Health Checks & Observability¶

Running Cello in Kubernetes means the kubelet, load balancers, and monitoring systems all need reliable signals about your application's state. This example wires up /health (liveness) and /ready (readiness) endpoints that check every critical dependency — database, Redis, and background queues — and exposes Prometheus metrics on /metrics together with OpenTelemetry distributed traces and structured JSON logging so you have full observability out of the box.

Complete Example¶

"""
enterprise/health-checks.py

Production-ready health endpoints for Kubernetes, Prometheus metrics,
OpenTelemetry traces, and structured JSON logging.

Requirements:
    pip install cello redis asyncpg prometheus-client \
                opentelemetry-sdk opentelemetry-exporter-otlp-proto-grpc \
                python-json-logger
"""
from __future__ import annotations

import asyncio
import json
import logging
import os
import time
from dataclasses import dataclass, field
from typing import Any

import asyncpg
import redis.asyncio as aioredis
from prometheus_client import (
    CONTENT_TYPE_LATEST,
    Counter,
    Gauge,
    Histogram,
    generate_latest,
)
from pythonjsonlogger import jsonlogger
from opentelemetry import trace
from opentelemetry.exporter.otlp.proto.grpc.trace_exporter import OTLPSpanExporter
from opentelemetry.sdk.resources import SERVICE_NAME, Resource
from opentelemetry.sdk.trace import TracerProvider
from opentelemetry.sdk.trace.export import BatchSpanProcessor

import cello
from cello import Request, Response

# ---------------------------------------------------------------------------
# Structured JSON logging
# ---------------------------------------------------------------------------
def _configure_logging() -> logging.Logger:
    handler = logging.StreamHandler()
    formatter = jsonlogger.JsonFormatter(
        fmt="%(asctime)s %(levelname)s %(name)s %(message)s",
        datefmt="%Y-%m-%dT%H:%M:%S",
    )
    handler.setFormatter(formatter)
    root = logging.getLogger()
    root.addHandler(handler)
    root.setLevel(logging.INFO)
    return logging.getLogger("health_checks")

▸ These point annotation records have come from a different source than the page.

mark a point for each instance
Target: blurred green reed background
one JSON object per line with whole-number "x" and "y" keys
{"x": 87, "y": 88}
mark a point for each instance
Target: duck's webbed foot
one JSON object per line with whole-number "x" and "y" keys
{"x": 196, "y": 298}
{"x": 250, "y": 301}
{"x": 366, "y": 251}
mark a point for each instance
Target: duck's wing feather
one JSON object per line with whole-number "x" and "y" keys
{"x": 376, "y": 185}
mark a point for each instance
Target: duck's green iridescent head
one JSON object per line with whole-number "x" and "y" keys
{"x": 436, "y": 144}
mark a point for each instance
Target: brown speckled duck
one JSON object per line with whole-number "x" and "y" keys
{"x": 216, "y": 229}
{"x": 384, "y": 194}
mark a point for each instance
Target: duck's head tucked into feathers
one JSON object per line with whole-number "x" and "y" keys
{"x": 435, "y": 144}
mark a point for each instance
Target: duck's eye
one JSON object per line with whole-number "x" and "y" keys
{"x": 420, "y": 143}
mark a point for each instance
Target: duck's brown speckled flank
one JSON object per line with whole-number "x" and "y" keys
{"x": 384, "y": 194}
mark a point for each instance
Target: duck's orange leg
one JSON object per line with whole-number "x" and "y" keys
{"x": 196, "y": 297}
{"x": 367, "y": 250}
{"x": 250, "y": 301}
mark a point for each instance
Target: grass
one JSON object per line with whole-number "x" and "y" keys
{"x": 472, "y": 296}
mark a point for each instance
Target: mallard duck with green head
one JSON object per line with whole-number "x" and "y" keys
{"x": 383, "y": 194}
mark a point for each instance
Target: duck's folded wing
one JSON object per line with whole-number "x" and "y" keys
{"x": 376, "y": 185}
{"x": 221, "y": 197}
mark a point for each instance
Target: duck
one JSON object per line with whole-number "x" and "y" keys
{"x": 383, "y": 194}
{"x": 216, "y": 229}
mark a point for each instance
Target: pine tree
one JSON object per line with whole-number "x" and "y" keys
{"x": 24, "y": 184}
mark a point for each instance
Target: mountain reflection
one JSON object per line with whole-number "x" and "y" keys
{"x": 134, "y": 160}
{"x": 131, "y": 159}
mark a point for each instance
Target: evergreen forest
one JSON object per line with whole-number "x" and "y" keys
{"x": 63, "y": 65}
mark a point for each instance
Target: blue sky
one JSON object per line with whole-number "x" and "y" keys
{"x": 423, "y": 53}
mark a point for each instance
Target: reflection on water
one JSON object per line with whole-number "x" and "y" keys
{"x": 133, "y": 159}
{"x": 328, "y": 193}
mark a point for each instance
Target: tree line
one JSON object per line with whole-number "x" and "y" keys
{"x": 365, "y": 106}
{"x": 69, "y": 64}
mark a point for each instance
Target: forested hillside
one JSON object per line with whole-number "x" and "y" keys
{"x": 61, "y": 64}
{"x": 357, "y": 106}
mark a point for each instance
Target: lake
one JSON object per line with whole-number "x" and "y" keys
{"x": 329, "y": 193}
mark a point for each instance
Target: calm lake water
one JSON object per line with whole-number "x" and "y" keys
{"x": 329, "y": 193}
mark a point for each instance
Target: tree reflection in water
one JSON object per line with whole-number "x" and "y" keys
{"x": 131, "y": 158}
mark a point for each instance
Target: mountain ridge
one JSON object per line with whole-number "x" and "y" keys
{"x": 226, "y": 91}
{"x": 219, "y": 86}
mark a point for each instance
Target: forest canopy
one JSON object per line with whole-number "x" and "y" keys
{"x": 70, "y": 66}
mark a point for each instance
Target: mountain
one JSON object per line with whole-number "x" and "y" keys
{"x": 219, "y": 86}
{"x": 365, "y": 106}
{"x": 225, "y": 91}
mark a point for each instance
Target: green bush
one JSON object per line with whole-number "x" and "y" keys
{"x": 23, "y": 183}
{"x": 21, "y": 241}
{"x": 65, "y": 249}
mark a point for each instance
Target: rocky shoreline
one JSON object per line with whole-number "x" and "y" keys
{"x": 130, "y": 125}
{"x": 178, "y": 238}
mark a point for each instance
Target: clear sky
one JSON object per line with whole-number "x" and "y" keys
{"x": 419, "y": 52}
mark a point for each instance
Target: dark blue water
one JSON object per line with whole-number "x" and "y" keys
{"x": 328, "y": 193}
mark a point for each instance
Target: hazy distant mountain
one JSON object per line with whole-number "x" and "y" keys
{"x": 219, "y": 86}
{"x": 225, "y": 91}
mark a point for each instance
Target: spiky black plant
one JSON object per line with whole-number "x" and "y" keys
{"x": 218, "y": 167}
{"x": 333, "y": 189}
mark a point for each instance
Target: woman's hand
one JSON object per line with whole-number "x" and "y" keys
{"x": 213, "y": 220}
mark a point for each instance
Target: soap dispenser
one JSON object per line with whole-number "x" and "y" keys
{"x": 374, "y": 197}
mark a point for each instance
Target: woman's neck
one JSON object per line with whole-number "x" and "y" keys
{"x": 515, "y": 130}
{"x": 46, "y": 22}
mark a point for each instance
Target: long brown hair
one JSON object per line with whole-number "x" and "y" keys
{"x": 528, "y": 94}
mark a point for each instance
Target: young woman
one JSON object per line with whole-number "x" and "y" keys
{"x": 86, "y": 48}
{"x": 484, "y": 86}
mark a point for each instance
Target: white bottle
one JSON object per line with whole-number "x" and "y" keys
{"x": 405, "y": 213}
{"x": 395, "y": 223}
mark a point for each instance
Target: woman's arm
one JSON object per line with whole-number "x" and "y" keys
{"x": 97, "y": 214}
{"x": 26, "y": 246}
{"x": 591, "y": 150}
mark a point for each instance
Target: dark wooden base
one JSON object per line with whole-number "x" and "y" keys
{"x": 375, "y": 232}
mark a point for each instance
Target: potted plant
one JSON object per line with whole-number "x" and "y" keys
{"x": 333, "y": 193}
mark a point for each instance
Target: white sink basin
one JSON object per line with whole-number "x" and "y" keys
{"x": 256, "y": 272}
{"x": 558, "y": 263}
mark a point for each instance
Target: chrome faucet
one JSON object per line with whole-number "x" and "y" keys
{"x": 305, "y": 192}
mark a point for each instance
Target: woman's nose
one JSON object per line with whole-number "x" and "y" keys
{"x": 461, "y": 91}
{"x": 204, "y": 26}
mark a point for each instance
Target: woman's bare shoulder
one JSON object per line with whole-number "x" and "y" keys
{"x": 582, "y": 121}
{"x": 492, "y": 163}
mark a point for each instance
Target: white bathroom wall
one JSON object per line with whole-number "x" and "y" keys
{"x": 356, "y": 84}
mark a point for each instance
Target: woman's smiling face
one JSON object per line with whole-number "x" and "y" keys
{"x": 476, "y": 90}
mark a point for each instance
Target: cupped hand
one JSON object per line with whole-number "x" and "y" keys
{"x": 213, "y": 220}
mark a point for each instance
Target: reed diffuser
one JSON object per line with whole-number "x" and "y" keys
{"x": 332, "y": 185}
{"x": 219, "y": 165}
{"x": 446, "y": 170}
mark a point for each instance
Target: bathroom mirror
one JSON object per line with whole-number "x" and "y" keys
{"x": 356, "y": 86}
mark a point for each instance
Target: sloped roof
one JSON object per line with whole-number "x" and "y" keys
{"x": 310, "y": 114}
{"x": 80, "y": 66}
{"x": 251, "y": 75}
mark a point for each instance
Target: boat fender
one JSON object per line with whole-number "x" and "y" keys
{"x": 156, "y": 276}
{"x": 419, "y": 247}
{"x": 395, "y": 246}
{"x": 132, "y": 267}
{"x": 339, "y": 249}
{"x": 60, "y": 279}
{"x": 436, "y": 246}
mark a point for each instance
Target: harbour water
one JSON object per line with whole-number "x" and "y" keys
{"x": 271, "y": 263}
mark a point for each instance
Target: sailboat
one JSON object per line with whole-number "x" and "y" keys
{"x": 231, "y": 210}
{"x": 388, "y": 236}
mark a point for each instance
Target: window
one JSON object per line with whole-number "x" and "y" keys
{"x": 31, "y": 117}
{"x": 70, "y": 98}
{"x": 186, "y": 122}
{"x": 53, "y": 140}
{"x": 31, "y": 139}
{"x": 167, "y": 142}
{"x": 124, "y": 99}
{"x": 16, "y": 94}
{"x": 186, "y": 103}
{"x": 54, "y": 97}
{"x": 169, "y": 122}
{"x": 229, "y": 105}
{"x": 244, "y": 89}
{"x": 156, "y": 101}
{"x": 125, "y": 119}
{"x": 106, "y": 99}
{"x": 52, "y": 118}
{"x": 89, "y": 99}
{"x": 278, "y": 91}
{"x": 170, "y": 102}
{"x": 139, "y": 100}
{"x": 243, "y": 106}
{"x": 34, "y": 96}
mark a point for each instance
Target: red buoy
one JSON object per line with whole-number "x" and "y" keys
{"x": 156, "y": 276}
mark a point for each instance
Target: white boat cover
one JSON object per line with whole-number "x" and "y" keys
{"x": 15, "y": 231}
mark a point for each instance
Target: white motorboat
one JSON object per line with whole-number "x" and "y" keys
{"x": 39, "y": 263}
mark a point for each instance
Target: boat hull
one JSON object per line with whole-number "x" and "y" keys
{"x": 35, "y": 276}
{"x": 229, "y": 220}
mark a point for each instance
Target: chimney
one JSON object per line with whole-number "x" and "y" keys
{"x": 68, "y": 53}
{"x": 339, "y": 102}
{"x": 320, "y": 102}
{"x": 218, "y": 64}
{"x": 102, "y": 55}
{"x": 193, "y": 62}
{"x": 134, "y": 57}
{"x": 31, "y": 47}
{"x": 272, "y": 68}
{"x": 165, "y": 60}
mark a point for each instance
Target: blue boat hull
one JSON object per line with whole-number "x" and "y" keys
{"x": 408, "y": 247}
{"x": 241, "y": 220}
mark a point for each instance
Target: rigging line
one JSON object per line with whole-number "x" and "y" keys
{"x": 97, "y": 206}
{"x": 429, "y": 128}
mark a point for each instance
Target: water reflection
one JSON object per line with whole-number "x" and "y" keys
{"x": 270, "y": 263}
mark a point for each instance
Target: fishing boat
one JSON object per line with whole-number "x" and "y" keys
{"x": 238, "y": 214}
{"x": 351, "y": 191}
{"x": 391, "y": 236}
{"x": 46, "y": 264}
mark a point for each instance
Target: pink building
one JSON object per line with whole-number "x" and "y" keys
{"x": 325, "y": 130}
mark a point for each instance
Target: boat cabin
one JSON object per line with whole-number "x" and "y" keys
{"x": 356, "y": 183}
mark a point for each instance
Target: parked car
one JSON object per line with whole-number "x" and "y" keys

log = _configure_logging()

# ---------------------------------------------------------------------------
# OpenTelemetry tracing
# ---------------------------------------------------------------------------
def _configure_tracing(service_name: str = "cello-demo") -> trace.Tracer:
    resource = Resource(attributes={SERVICE_NAME: service_name})
    provider = TracerProvider(resource=resource)
    otlp_endpoint = os.getenv("OTEL_EXPORTER_OTLP_ENDPOINT", "http://localhost:4317")
    exporter = OTLPSpanExporter(endpoint=otlp_endpoint, insecure=True)
    provider.add_span_processor(BatchSpanProcessor(exporter))
    trace.set_tracer_provider(provider)
    log.info("OpenTelemetry tracing configured", extra={"endpoint": otlp_endpoint})
    return trace.get_tracer(service_name)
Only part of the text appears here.